Compliance with the conditions and restrictions of atmospheric emissions occurs partially (Table 7), since the annual proper maintenance and the presentation of the Maintenance Report are not recorded since the operation of Porto until 2016, as well as The non-discharge of products that generate emission of particulate matter to the atmosphere resulting from the operation of the ship's unloader, without control measures, has been proven to avoid the displacement of the atmospheric plume. The port activity involves a variety of sources of air pollution besides navigation, such as the transit of diesel trucks, trains, nearby industrial complexes or even the movement of cargo (BAILEY; SOLOMON, 2004). Antó et al. (1989) report the occurrence of an asthma epidemic in Barcelona between 1985 and 1986 caused by the inhalation of soy dust from the discharge of the product in the city's port.

 

Table 7 - Results of atmospheric emissions item

Atmospheric emissions

Annual proper maintenance of the vapor control devices (pressure and vacuum valves) in the vents of the underground fuel tanks, according to the manufacturer's recommendations

2

Presentation of the Maintenance Report of the Fuel Storage Tanks Emissions Control System related to the maintenance of the vapor control devices (pressure and vacuum valves), annually

2

No emission of odorous substances into the atmosphere in quantities that may be noticeable outside the limits of its property

3

Adoption of control measures to prevent the spread of atmospheric emissions (release of substances or energy into the air)

3

ABNT NBR 10151 compliance regarding noise levels generated by the company's activity

3

Air quality standards and air pollutant conditions in accordance with current legislation

3

No discharge of products that generate emission of particulate matter to the atmosphere resulting from the operation of the ship unloader, without control measures, to avoid the displacement of the atmospheric plume.

0

Cleaning crew in the area during the unloading operation, collecting the spilled cargo

3

TOTAL

19 (P.A.)

 

In addition, it is important to highlight the occurrence of fertilizer loads in the port in question, since Hüttner and Moreira (2000) report that workers exposed to this product had an increased prevalence of respiratory symptoms in relation to unexposed workers. The authors report that the problem affects even people not directly exposed to the product due to the spread of particulates.

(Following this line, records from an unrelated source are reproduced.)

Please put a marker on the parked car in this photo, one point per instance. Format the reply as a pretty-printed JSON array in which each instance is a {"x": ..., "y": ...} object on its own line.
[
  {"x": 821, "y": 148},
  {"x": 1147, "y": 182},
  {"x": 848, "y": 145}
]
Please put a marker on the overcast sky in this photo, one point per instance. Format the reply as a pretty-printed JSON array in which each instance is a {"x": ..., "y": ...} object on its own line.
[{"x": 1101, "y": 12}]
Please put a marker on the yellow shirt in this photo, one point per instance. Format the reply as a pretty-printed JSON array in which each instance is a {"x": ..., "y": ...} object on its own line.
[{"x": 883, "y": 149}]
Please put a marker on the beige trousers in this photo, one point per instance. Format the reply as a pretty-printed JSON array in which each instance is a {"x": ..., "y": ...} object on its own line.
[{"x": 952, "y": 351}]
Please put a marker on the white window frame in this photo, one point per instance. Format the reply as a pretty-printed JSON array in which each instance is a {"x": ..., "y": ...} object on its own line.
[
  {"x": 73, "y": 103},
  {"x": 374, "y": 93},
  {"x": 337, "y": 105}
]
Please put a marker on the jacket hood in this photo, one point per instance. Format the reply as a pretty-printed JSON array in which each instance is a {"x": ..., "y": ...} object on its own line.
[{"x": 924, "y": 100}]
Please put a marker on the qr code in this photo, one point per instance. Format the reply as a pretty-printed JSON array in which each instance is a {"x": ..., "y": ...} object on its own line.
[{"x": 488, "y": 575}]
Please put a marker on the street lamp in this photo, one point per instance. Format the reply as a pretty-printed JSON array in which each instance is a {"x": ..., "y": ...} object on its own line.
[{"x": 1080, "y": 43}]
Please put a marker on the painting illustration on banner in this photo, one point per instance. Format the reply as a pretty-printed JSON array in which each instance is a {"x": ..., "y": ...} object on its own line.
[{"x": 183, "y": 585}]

Water quality monitoring (Table 8) poorly meets OL conditionings and restrictions. Although water quality monitoring was performed, all parameters defined in CONAMA Resolution No. 357/2005 were not analyzed, thus constituting partial compliance with the conditioner. Analyses are performed in a laboratory with a register certified by FEPAM. However, one of the analyzed parameters is not included in the list of parameters registered with FEPAM, and no sample collection report was presented, thus attributing unsatisfactory compliance with the condition. Regarding the collection of water body samples simultaneously with the operation of Porto, it is stated in the audit that Porto is aware of the condition; however, no collection dates are recorded, making it impossible to confirm the data.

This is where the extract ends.